Lithium is one of the most important elements for our transition to a lower-carbon future. Lithium batteries are replacing the fuel in combustion engines in a variety of applications. As the penetration of electric vehicles rapidly grows, demand for lithium has grown exponentially.
This is where lithium differs from oil. Demand for oil is not growing exponentially. The surge in oil prices was simply due to a return to normal demand, with a return to normal supplies lagging behind. Lithium, on the other hand, has seen a Covid-19 disruption — plus explosive demand. That combination has led to a lithium price surge that makes oil’s rise seem tame in comparison.
According to S&P Global Platts:
“Seaborne lithium carbonate prices have gained 413% since the start of 2021 to $32,600/mt CIF North Asia on Dec. 14, while lithium hydroxide prices have climbed 254% over the same period to $31,900/mt CIF North Asia, according to S&P Global Platts data.”
In comparison, the price of West Texas Intermediate (WTI) is currently 61% higher than it began the year, although it was up 78% in October before pulling back. But that’s relatively mild in comparison to the triple-digit gains of lithium prices.
Conventional wisdom in recent years had been that lithium prices would continue to fall as the lithium battery industry continued to scale. But Reuters recently reported that soaring costs “are starting to feed through into prices of these batteries in China.”
I was curious about how the rising cost of lithium is impacting the lithium battery industry in the U.S., so I asked Alex Pisarev, the CEO of California-based lithium-ion battery supplier OneCharge.

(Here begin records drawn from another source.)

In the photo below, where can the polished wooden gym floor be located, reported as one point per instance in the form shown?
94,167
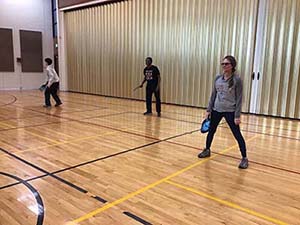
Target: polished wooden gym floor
99,160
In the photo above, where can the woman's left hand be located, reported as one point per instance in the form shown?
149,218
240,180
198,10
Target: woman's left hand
237,121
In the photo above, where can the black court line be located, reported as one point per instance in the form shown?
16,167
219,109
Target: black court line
46,172
133,133
80,103
172,112
87,162
234,157
35,193
138,219
10,103
175,120
60,122
272,135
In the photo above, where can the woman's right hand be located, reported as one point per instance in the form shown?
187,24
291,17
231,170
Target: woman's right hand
207,114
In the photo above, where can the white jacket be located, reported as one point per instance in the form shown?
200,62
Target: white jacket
52,76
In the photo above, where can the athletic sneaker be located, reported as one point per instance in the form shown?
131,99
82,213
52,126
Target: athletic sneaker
243,163
205,153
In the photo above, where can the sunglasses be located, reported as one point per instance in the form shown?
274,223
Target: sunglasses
225,64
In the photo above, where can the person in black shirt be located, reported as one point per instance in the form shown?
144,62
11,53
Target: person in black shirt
152,76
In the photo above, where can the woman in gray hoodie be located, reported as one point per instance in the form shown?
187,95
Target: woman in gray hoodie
226,101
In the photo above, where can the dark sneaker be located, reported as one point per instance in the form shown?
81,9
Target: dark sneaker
243,163
205,153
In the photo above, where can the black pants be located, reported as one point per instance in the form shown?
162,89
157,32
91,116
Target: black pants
150,89
53,91
235,129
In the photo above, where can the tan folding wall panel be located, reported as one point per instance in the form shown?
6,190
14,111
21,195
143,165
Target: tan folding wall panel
107,45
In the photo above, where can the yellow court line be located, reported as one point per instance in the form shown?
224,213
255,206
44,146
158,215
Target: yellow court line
40,136
227,203
118,201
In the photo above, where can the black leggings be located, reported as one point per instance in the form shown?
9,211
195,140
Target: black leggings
235,129
53,91
150,89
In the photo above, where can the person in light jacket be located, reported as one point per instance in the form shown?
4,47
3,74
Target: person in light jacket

“The recent lithium price spike indeed has had an impact on our business,” Pisarev told me. “Our costs are growing faster than the prices, and in parallel the component quality is deteriorating. Consequently we have to absorb even more service-related costs. Some components become unavailable, and we have to increase investments in engineering instead of outsourcing.”
I also asked about the root cause of the supply chain issues impacting the lithium industry. Pisarev explained “The key underlying issue of the current supply chain bottleneck are COVID-related multiple imbalances in manufacturing in Asia and other major markets, aggravated by crude state interference in these regions. The market is still struggling to find a new balance.”
But relief isn’t expected just yet. The issues impacting the lithium battery industry are expected to last well into 2022.
In the next article, I will discuss these issues in light of the U.S.-China rivalry in the lithium battery space.
I want to take a moment to thank you for reading, whether you are a regular reader, or if this is the first time you have encountered one of my articles. I wish you a safe, happy, and prosperous 2022.